AHH, the “Supercommittee”.  Rewind the clock six months, back to last summer, and you can watch most of our Congressmen and Senators climbing all over each other to get appointed to the Supercommittee that would be charged with finding ways to reduce our national deficit by $1.3 trillion.  That’s trillion with a “T”.  There are three truly astounding aspects of this process.  The first is that 1.3 TRILLION dollars is only a drop in the bucket compared to what we spend in this country.  The second is that everyone knows that if you want something to be left undone – appoint a committee to do it.  And third is that we could even dream of allowing the same people that are responsible for the mess in the first place to try to fix it.  It’s really mind-boggling (and I don’t mean the amount of money).  If they fail to reach any agreement then the consequences are disastrous for the ecnomy – but there are absolutely NO consequences of failure for the individual members of the committee.  No wonder every lawmaker wanted in, it’s a classic no-lose situation for them.  At the end of the scrum, twelve of the nations “finest” lawmakers were seated at this most prestigious table. As we can see, each had their own individual agenda and their own party agenda.

john kerry

Will anyone remember who this man is in 20 years?

But none of them had anything remotely resembling a national agenda – nothing, nada,  zippo.  How do I know this?  Because their game has ended.  The final buzzer has sounded on their game.  And the score is……Wait, not telling yet.  Humor me.

Rewind your clocks again – this time go back 224 years to the summer of 1787.  Take your time, I’ll wait, it’s a long rewind.  Follow me back to Philadelphia, in the sweltering heat.  The economies of the 13 individual free states (we weren’t really the United States of America yet) are on the brink of disaster.  The war had devastating effects and the states were all near bankruptcy.  So fifty guys get appointed to the second Continental Congress – 1787’s version of a Supercommittee.  They are charged with fixing things.  Things in the economy and things between the states.  Sound familiar?  Seems we’ve been here before (remember, one eye forward and one eye back).  That’s where the similarities end though.  These 50 committee members work throughout the summer, without air conditioning or running water.  They know the consequences if they are to fail.  It’s likely that the newborn country will die in its infancy.  They also know the consequences if they are to succeed.  It’s likely that each of them will have to give up some of their personal power and influence.  BUT – These 50 guys are STATESMEN!  So they wrangle and haggle, give and take, sweat and argue —  and they get it done.  They don’t just fix the problems with the economy, they create the Constitution and they create the United States of America in the process.  The results are even greater than the original task that we charged them with.  For many of them it signalled the end of their political power, because they created a republic that took away their power and invested it in the citizens.  They knew it was a possibility, but they also knew that the state they were saving was ultimately more important than their personal gain.  For others, they went home knowing that they didn’t achieve every goal for their individual state, but they also knew that their state would be the beneficiary of being part of a bigger country.

Does anyone need to be reminded who this man is?
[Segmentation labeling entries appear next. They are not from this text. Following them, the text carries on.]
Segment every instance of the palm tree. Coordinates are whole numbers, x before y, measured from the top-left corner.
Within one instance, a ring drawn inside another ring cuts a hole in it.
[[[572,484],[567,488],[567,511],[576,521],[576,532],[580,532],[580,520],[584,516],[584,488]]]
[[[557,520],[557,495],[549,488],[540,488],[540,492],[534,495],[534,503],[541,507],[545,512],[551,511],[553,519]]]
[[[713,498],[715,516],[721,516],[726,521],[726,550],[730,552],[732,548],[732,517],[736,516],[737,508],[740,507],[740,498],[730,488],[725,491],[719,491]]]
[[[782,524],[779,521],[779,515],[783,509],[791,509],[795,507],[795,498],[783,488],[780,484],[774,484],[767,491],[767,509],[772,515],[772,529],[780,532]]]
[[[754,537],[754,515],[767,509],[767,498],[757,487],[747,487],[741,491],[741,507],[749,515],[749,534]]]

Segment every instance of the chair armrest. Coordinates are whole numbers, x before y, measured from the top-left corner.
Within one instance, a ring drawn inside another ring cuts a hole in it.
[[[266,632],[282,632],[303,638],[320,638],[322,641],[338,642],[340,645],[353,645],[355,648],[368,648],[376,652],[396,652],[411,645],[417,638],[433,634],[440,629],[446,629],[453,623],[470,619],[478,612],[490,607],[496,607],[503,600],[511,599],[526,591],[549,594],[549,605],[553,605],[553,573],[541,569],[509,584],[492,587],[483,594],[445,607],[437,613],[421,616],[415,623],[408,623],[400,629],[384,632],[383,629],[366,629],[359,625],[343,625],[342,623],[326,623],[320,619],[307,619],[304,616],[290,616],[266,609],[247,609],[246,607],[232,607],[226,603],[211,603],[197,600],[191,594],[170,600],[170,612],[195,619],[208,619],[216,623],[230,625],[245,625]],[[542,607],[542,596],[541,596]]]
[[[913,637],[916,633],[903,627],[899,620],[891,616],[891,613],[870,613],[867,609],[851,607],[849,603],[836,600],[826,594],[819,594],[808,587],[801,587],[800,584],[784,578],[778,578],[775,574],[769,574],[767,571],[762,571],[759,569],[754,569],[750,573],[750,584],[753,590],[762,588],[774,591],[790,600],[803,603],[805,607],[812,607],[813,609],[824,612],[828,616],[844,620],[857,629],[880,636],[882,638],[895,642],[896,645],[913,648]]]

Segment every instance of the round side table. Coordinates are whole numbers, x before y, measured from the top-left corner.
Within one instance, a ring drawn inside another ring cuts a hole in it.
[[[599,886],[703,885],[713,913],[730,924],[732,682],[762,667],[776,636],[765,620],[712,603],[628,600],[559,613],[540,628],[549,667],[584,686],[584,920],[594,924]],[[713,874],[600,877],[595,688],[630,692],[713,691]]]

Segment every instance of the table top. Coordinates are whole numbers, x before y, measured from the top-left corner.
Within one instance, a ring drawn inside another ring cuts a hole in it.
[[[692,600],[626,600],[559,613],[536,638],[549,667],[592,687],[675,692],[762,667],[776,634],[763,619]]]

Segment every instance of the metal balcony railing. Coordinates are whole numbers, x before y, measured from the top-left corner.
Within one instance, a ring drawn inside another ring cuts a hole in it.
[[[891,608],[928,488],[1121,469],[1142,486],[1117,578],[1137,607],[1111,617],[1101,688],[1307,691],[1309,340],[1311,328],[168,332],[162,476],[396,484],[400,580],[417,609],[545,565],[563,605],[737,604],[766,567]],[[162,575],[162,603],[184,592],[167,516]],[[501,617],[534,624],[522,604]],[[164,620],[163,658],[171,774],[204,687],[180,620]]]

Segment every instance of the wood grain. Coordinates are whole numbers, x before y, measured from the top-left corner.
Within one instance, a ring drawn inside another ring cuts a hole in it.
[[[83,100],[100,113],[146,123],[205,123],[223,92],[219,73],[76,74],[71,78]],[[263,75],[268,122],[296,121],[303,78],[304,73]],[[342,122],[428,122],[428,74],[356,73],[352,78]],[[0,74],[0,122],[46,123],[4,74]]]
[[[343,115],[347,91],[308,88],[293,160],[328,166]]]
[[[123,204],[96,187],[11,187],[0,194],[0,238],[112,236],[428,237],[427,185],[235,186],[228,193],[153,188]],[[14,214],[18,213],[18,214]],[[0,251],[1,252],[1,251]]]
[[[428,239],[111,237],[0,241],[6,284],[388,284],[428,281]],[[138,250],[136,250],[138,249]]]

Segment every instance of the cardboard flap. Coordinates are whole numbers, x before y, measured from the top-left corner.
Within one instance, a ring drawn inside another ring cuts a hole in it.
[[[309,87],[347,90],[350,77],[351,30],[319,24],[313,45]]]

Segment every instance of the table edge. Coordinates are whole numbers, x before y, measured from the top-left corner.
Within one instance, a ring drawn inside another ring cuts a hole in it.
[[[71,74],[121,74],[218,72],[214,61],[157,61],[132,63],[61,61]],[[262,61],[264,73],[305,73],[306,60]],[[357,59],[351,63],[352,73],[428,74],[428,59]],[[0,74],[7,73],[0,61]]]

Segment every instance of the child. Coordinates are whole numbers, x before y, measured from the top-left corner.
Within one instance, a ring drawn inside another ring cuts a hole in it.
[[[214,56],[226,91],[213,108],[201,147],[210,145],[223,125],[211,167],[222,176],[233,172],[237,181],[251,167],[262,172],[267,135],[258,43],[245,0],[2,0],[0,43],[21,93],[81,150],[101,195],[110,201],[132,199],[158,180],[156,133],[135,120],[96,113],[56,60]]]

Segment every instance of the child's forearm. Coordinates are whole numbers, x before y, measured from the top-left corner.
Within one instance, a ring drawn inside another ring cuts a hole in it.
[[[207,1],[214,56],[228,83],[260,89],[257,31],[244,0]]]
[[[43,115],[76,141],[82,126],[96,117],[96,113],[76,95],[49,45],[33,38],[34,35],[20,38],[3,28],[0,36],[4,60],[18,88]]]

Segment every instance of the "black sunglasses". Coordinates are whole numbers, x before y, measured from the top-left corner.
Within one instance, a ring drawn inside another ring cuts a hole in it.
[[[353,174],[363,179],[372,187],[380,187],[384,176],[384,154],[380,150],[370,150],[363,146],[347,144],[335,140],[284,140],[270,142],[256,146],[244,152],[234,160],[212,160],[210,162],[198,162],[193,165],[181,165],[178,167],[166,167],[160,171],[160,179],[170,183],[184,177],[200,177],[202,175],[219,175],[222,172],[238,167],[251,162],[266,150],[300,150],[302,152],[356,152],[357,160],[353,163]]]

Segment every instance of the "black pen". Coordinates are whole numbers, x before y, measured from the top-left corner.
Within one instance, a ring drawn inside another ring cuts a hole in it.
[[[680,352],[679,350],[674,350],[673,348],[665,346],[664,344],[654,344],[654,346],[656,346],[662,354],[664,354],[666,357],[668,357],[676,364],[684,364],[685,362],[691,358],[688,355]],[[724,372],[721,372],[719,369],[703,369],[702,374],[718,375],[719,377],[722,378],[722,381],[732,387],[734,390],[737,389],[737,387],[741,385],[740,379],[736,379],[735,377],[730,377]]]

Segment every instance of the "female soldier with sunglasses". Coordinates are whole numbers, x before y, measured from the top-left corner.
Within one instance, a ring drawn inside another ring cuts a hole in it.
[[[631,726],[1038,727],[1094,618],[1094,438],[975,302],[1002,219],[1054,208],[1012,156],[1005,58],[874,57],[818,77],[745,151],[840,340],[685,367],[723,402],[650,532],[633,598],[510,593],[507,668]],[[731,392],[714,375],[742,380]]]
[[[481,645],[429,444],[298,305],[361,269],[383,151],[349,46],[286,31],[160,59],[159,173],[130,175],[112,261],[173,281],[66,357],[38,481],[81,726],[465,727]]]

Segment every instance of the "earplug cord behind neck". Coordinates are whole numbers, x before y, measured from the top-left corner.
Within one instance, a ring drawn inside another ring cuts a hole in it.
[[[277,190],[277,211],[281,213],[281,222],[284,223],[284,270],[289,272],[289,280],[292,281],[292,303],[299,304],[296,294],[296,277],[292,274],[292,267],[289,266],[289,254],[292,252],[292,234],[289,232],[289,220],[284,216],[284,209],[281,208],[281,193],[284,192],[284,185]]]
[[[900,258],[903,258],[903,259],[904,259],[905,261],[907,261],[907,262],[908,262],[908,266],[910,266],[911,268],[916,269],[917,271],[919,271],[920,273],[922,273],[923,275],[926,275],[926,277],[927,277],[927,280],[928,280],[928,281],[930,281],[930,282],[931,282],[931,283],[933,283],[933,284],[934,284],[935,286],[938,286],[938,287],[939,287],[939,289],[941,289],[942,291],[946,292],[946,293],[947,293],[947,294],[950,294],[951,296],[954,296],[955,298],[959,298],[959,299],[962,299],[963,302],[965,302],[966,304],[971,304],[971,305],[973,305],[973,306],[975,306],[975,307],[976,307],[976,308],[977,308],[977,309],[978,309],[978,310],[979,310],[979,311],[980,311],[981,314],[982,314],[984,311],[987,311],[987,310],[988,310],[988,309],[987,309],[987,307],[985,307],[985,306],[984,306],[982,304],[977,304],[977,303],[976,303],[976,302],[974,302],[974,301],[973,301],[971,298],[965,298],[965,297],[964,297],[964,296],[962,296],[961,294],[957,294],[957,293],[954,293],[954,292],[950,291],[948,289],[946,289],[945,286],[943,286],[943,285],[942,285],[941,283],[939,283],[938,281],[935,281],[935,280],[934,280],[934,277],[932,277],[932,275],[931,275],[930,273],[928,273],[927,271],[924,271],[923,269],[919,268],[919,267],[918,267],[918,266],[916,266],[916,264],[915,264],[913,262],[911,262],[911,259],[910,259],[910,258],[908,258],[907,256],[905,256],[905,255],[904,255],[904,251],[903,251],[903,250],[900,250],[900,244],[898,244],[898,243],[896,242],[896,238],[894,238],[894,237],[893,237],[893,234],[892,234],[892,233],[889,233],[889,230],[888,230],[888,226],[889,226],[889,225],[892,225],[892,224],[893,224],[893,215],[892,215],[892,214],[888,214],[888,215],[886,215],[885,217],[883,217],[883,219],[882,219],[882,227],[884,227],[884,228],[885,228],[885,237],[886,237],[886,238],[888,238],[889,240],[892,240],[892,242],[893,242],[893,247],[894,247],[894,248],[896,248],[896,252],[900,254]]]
Can you tell the difference between a Statesman and a Politician?

This was their big game.  You might call it the very first national championship.  And when the final buzzer sounded in Philadelphia the score was Country 100 – Personal Ideology – 0.  A romp.  They crushed ’em.

Now, to the future again, all the way back to November 2011, back where we started.  When we left it last, we were looking for the final score of our game.  We gave our 12 guys through the end of November to come up with some answers to avert an economic disaster.  The result:  Nothing.  No progress, no plan.  None of them – not even one – could put their country in front of their personal agenda.  Think of it this way, on a committee with those other weak players if even 1 guy had any strength or statemanship in him, he could have carried the team.  But we employ 535 unskilled lawmakers between the House and Senate.  They have walked away from what may be the greatest responsibility of their lifetimes, without so much as an apology to us.  They have failed us and they fully expect that they will suffer no ill effects from doing so.  These guys will come to you looking to extend their overpriced contracts next year.  Underachievers, all of them.  So when they do come to you for votes, remember this:  no runs, no hits, no score.  Nobody even got on base.  Final Score Country 0 – Personal Ideology – 100.  We got crushed this time!